1. INTRODUZIONE
1.1 PLANT MOLECULAR FARMING: LE PIANTE E LE MICROALGHE
1.1.4 LA PRODUZIONE DI VACCINI IN SISTEMI VEGETALI
1.1.4.1 I vaccini: concetti introduttivi e tipologie vaccinali
Si definisce vaccino qualsiasi sostanza che, introdotta nell‘organismo, è capace d‘indurre in maniera specifica uno stato d‘immunità attiva verso una data infezione. Quando si progetta un vaccino è necessario valutare il tipo di risposta immunitaria che si desidera ottenere. I vaccini possono essere utilizzati a scopo preventivo, preparando il sistema immunitario a contrastare la futura invasione da parte di un microrganismo patogeno, o terapeutico, inducendo una forte risposta difensiva nei confronti di processi infettivi già in atto. Diversa è nei due casi la branca dell‘immunità che deve essere attivata. Finalità della vaccinoprofilassi è l‘induzione di una risposta anticorpale neutralizzante; al contrario, un vaccino terapeutico stimola prevalentemente una risposta immunitaria cellulo-mediata
dei patogeni che replicano all‘interno delle cellule, come ad esempio i virus. La risposta umorale è invece essenziale per l‘eliminazione dei patogeni extracellulari.
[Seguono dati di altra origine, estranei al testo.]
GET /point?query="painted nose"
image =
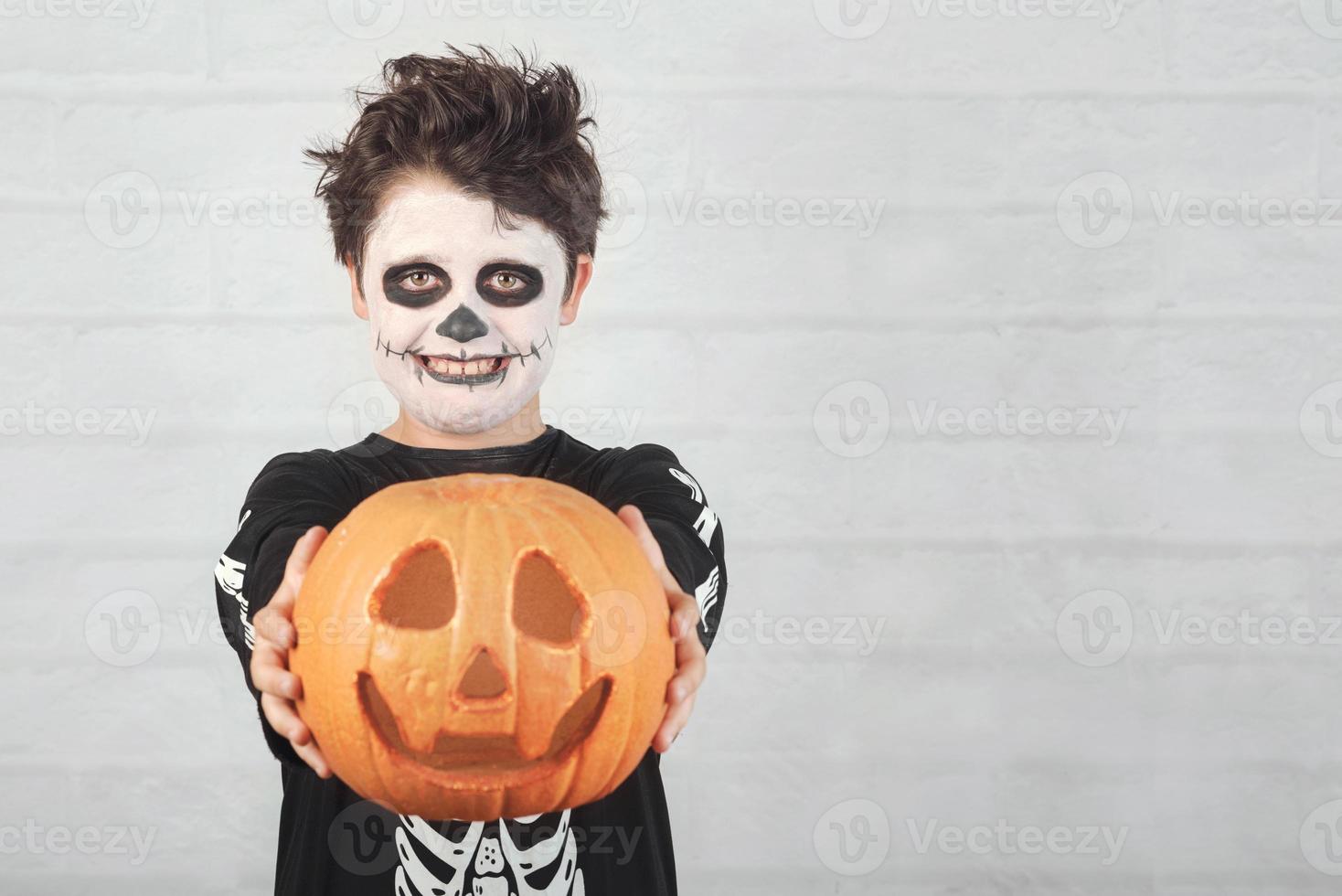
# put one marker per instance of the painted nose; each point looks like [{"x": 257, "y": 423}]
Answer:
[{"x": 462, "y": 325}]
Entrambe le vie prevedono la presentazione dell‘antigene del patogeno da parte di cellule specializzate chiamate cellule presentanti l‘antigene (APC), in particolare dalle cellule dendritiche (DC). Queste cellule processano l‘antigene del patogeno e lo espongono sulla superficie cellulare con il complesso maggiore di istocompatibilità (MHC), chiamato HLA nell‘uomo. In base al tipo di antigene e quindi al tipo di risposta che si deve ottenere, si ha il coinvolgimento del complesso MHC di classe I o II.
Nel caso della risposta cellulo-mediata, l‘interazione tra il complesso antigene-MHC I e cellule T ―helper‖ (Th) (chiamate anche cellule CD4+
perchè esprimono alla loro superficie il recettore CD4), permette l‘attivazione di queste ultime, che differenziano in cellule Th effettrici chiamate Th1. Queste cellule secernono quindi una varietà di proteine di segnalazione chiamate citochine, che attivano i macrofagi, responsabili della fagocitosi dei microrganismi patogeni, e i linfociti T citotossici, CTL (chiamati anche CD8+). Questi ultimi uccidono le cellule infettate dal patogeno che espongono alla loro superficie epitopi riconosciuti dai CTL, mediante la secrezione di enzimi e sostanze tossiche. Terminata la distruzione cellulare, la cellula T si distacca ed inizia a cercare un nuovo bersaglio. Nel sito di infezione le cellule T ―helper‖ ed i macrofagi secernono interleuchine che aiutano a regolare la risposta immunitaria (attraggono i macrofagi e producono altri linfociti in grado di aiutarli).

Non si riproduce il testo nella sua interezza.